Classification method Overall classification accuracy (%)
28-2-1994 27-11-1994
Maximum Likelihood 86.2154 90.2561
Minimum Distance-to-Mean 75.2152 78.2151
Parallelepiped 54.0210 61.3653


Figure 2. The seasonal agricultural vegetation map: 28-2-1994 [Colour Code: Green = vegetation and Blue = Non-vegetation]

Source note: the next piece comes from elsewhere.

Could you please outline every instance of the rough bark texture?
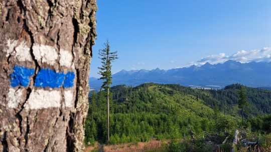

Figure 3. The seasonal agricultural vegetation map 27-11-1994 [Colour Code: Green = vegetation and Blue = non-vegetation]

CONCLUSION

This analysis has demonstrated the necessity of a spatial approach in studying seasonal agricultural vegetation over AlQassim, Saudi Arabia. The Maximum Likelihood classifier produced high degree of accuracy. This study classified two seasonal agricultural vegetation coverage maps with a reasonable accuracy.

ACKNOWLEDGEMENTS:

We would like to thank the technical staff who participated in this project. Thanks are extended to USM for support and encouragement.

REFERENCES:

  • Bruzzone, L., Cossu, R. and Vernazza, G. (2002). Combining parametric and non-parametric algorithms for a partially unsupervised classification of multitemporal remote-sensing images. Information Fusion 3, 289 –297.
  • Dymond, C. C. and Johnson, E. A., 2002, Mapping vegetation spatial patterns from modeled water, temperature and solar radiation gradients. Journal of Photogrammetry and Remote Sensing, 57, 69–85.
  • Rees, W.G., Williams, M. and Vitebsky, P., 2003, Mapping land cover change in a reindeer herding area of the Russian Arctic using Landsat TM and ETM+ imagery and indigenous knowledge. Remote Sensing of Environment, 85, 441–452.
  • Selamat, I., Nordin, L., Hamdan, N., Mohti, A. and Halid, M., 2002, Evaluation of TiungSAt data for land cover/use mapping application. Proceeding of the Seminar Kumpulan Pengguna TiungSAT-1, Jabatan Remote Sensing dan Sains Geoinformasi, Fakulti Kejuruteraan Dan Sains Geoinformasi Universiti Teknologi Malaysia and Astronautic Technology (M) Sdn Bhd.